I will be giving a free webinar on the book for English teachers on the evening of Tuesday 10th September 2024: register.

Also in this series:

SECTION 6: page 73 to 87

  • 74: ironically, the card accompanying the £50 note shows the Virgin and child being led by Joseph on ‘The Flight into Egypt’, escaping from Herod. This book will end with another adult leading a child to safety, an escape. A tell-tale sign is that the inscription is in a ‘hurried-looking hand’, suggesting the Mother Superior has scribbled it in a rush at the last minute to accompany the money, a bribe to silence Furlong.

  • 74: As Furlong gets ready for second Mass, he cleans his hands slowly, and scrubs his nails: his need to cleanse himself after the convent visit. Will he be a Pontius Pilate who washes his hands of this problem? He looks in the mirror (yet another reflection), examining himself.

  • 75: then ‘with a fresh type of reluctance’ Furlong gets into his Sunday clothes. He was also ‘reluctant’ to take the £50 four pages earlier, and these tensions are swirling around inside him, so that Eileen is astonished by his untypically sharp reply about the collection: his displaced anger.
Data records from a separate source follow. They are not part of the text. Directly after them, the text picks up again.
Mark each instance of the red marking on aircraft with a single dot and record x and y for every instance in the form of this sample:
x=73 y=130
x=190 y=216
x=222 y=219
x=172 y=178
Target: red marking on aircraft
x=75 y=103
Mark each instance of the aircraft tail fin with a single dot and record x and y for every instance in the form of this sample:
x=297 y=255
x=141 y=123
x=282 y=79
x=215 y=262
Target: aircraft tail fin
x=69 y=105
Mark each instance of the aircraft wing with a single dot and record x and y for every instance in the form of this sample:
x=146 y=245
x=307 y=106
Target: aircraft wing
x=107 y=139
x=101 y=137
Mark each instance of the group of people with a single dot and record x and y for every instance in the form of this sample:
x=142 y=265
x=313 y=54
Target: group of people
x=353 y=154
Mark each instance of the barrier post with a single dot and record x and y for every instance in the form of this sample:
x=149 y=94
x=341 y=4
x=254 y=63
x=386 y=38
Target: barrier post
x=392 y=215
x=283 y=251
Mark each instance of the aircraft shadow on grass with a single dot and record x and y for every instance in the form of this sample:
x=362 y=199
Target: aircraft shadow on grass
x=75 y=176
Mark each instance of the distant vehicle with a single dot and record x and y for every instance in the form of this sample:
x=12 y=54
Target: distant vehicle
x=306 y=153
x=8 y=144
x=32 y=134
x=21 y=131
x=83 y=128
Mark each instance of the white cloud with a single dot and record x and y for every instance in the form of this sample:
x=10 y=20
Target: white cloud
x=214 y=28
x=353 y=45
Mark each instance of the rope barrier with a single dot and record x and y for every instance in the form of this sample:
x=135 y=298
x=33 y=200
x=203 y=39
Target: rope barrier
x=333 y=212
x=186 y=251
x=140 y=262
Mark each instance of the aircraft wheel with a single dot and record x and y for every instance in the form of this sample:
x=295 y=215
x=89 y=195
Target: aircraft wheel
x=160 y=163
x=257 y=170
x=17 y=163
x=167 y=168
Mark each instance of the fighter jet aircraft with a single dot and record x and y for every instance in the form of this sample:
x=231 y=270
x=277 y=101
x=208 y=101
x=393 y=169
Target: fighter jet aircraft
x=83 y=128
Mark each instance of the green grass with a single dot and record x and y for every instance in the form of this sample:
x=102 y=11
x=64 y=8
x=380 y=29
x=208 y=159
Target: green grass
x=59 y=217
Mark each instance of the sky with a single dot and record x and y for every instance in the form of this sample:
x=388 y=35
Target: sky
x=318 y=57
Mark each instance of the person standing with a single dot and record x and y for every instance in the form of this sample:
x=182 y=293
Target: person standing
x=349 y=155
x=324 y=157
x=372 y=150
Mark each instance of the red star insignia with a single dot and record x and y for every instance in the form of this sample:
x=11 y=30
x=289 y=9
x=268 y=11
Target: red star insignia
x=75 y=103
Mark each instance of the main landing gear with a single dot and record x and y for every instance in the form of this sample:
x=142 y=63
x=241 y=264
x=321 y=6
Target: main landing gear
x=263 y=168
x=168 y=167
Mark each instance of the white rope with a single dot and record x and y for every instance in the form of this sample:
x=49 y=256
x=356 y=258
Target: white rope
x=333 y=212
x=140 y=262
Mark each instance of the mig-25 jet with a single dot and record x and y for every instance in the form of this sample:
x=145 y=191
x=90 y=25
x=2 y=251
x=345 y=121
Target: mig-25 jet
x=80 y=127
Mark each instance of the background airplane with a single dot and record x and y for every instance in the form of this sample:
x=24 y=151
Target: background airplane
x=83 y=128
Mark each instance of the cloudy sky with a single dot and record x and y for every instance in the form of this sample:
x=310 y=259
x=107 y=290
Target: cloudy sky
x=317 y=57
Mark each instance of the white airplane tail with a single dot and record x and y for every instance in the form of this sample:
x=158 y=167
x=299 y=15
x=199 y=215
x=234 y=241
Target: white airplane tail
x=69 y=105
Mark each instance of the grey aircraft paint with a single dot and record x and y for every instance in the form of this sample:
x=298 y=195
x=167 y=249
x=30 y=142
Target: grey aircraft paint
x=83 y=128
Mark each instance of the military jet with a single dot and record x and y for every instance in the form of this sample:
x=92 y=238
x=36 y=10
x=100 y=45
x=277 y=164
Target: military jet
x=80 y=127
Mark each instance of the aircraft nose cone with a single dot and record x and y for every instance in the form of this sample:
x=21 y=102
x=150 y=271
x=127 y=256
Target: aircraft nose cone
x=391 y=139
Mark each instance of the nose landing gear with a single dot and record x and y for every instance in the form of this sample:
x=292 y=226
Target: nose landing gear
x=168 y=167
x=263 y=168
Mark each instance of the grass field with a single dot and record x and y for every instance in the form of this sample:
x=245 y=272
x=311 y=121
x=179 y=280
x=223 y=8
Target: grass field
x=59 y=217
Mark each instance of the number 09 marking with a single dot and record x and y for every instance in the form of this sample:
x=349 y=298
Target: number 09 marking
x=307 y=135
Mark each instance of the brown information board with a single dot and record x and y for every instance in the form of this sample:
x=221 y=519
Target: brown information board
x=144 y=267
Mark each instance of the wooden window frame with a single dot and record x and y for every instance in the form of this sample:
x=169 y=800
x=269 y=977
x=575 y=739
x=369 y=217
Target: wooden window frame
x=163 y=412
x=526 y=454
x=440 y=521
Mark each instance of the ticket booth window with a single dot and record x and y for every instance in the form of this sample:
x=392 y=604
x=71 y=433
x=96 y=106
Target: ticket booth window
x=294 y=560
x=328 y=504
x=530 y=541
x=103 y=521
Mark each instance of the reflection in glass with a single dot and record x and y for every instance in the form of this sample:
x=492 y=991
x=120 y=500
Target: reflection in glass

  • 76+: the service, a whole community meeting. All the genuflection, a visible sign of the obeisance to the Church. Furlong ‘didn’t join in so much as listen, distractedly’ 77. And when the Communion starts, Furlong ‘stayed contrarily’ (see versions of this word on 69 and 71).

  • 78: what should be a cosy Christmas family scene - but Furlong is restless, and has to be upbraided by Eileen for brushing the floor (another nervous cleaning gesture) while they are icing the cake. For Furlong ‘it felt as though the room was closing in’ and ‘A longing to get away came over him’. 80. He decides to visit Ned. Eileen can see that something is ‘ailing’ him, but soon he will understand that he has not seen the biggest truth about himself.

  • 81: Furlong is relieved to be out; it was ‘sweet’. Yet again ‘a part of him’ wishes it were Monday and he could ‘lose himself’ in work. ‘Why could he not relax and enjoy [Sundays] like other men who took a pint or two after Mass before falling asleep at the fire with the newspaper, having eaten a plate of dinner?’ [What if anything do we expect he will do about the girl?]. The images of the bleak quay at the closed-down shipyard, where the huge gulls ‘forage, futilely’, like the boy foraging for sticks on 10 and the stray dogs on 12 ‘foraging for scraps in the bins’.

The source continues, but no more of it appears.